La Rose et l'Épine

Jean-Nicolas Bassenge (1758 - 1811)


Dans un réduit, où Flore avait sa cour,
Où Zephir amoureux visitait la donzelle,
Où les fleurs à l'envi s'efforçaient tour-à-tour
De parfumer l'air autour d elle :
Au milieu des rosiers, son plus brillant espoir,
Etalant sa piquante épine,
La ronce osa se faire voir.
On la reconnait à sa mine ;
Elle est dénoncée, et soudain
Arrive l'argus du jardin,
Condamnant jusqu'à sa racine.
Las ! l'instrument de sa ruine,
Le fer fatal est dans sa main.
Arrête, lui dit-elle, ai-je pu te déplaire ?

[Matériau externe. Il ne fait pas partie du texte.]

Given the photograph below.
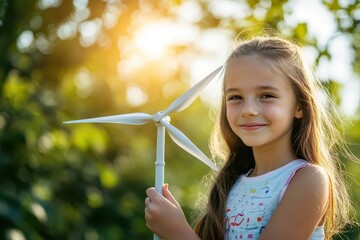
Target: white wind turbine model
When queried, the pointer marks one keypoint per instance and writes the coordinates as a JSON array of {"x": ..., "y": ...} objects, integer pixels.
[{"x": 162, "y": 121}]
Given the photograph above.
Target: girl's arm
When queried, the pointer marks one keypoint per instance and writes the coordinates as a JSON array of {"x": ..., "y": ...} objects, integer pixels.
[
  {"x": 302, "y": 207},
  {"x": 165, "y": 217}
]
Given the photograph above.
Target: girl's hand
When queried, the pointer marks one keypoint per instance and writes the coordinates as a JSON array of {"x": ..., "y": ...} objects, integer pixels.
[{"x": 165, "y": 217}]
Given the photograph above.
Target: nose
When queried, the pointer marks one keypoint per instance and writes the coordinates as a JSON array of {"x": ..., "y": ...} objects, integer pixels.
[{"x": 249, "y": 109}]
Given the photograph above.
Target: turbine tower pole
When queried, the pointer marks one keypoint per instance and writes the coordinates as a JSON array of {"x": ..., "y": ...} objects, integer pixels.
[{"x": 160, "y": 155}]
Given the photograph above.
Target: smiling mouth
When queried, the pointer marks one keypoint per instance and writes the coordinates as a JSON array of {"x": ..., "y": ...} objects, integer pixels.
[{"x": 252, "y": 127}]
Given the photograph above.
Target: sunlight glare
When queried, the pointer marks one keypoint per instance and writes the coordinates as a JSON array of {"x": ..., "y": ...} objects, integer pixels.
[
  {"x": 135, "y": 96},
  {"x": 152, "y": 40}
]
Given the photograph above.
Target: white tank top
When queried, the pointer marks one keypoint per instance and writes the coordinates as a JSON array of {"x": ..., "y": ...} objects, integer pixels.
[{"x": 252, "y": 201}]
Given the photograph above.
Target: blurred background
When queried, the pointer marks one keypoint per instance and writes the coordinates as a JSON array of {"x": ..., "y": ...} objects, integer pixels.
[{"x": 70, "y": 59}]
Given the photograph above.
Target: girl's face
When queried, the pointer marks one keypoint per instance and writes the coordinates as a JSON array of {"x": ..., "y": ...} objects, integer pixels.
[{"x": 260, "y": 104}]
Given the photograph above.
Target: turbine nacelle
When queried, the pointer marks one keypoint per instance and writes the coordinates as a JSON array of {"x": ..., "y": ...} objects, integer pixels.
[
  {"x": 162, "y": 118},
  {"x": 157, "y": 117}
]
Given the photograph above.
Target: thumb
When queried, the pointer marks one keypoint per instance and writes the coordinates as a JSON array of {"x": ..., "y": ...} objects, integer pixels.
[{"x": 167, "y": 194}]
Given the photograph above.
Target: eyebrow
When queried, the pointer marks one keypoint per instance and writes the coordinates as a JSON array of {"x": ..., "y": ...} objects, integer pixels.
[{"x": 262, "y": 88}]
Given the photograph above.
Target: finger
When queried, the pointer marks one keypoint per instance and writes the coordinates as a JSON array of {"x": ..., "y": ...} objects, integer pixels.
[
  {"x": 152, "y": 194},
  {"x": 168, "y": 195},
  {"x": 147, "y": 201}
]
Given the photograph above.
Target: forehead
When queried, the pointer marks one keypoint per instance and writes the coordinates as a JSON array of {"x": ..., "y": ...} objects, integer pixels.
[{"x": 254, "y": 71}]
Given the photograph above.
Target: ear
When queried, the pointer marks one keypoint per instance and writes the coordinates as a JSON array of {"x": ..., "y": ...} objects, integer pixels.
[{"x": 298, "y": 113}]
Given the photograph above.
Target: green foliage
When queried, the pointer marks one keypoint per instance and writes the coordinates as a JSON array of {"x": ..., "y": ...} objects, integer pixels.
[{"x": 88, "y": 181}]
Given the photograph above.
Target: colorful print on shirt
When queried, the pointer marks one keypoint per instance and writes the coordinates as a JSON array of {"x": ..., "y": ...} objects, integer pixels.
[{"x": 252, "y": 201}]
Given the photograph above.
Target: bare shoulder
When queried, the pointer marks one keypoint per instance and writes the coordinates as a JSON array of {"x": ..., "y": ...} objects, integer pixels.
[
  {"x": 310, "y": 179},
  {"x": 310, "y": 185},
  {"x": 302, "y": 207}
]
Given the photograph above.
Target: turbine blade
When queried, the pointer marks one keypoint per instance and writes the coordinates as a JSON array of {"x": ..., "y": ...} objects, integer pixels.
[
  {"x": 181, "y": 140},
  {"x": 190, "y": 95},
  {"x": 130, "y": 118}
]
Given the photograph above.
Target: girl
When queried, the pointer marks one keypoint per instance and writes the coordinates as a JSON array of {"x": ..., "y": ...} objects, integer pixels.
[{"x": 281, "y": 176}]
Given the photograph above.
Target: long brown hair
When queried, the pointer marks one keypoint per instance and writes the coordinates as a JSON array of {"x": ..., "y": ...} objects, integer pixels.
[{"x": 315, "y": 137}]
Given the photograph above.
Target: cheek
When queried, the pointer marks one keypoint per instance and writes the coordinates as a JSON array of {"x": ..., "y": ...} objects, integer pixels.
[
  {"x": 231, "y": 114},
  {"x": 273, "y": 112}
]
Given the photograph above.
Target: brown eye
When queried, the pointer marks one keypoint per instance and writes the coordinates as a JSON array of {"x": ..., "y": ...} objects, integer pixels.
[{"x": 235, "y": 97}]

Ces arbrisseaux, mes frères, sont témoins
Que je vis avec eux paisible, solitaire ;
Tu me marques dans ta colère,
Pour eux tu prodigues les soins.
Ces dards aigus, dit-on, dont mon corps se hérisse,
Allument ton courroux… ce serait injustice :
Eh ! mes frères en ont-ils moins ?
Voudrais-tu régner par caprice ?
Tu t'égares, ma chère, en discours hors de sens,
Répond l'homme à la serpe ; oui ces traits malfaisants
Que tu crois les auteurs du sort qu'on te destine,
Ils les ont comme toi ; mais comme eux, tu n'as pas
Et ces brillantes fleurs aux parfums délicats,
Et ces boutons si frais, si pleins d'appas…
Comme eux, donne la rose ; on passera l'épine.